Over 50 trains roll through Fairfield each day, but come September, you won't be able to hear a thing.
That's because the town is nearing the completion of establishing a Quiet Zone, which means trains will no longer sound their horns as they come through town. Instead, supplemental safety measures, like medians, will be put in place to warn cars and other traffic of an oncoming train.
"The medians were actually statistically safer than train horns, so statistically, what we're doing here in Fairfield will have a doubling effect of safety ,where the risk of accident will be half of what it is currently with the train horns," said Michael Halley, Fairfield City Councilman.
The city is currently waiting on permits to begin construction, which is the last phase of the process.
In addition to safety, the process of establishing the Quiet Zone has brought economic development to the area, and once the process is complete, will improve the quality of life for people who live and work near the tracks.
"What you have is a situation where the trans pass through town about 50 times a day, sounding their horns to warn people near the tracks but the sound carries and once it carries beyond the range it was intended for, it becomes noise pollution," Halley said.

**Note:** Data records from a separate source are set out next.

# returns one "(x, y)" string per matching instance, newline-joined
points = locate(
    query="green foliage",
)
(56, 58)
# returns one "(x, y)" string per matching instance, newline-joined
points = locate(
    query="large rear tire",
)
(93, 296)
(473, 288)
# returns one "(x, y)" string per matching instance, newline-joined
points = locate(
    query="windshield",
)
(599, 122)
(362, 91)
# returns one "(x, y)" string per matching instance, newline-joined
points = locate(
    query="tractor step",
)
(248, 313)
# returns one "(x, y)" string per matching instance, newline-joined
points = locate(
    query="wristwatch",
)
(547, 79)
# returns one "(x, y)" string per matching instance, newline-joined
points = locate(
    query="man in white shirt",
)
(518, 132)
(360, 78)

Fairfield modeled their zone and application process after Burlington, Iowa, who became certified in December 2009.
Ottumwa has toyed with the idea of establishing a Quiet Zone, and Halley said the best thing to do is to hire a consultant to handle the legality and paperwork of the process, which he said does not happen quickly. The entire process takes anywhere from two to three years.
But it's worth it, as every town and citizen Fairfield spoke with said they did not regret making the quiet change.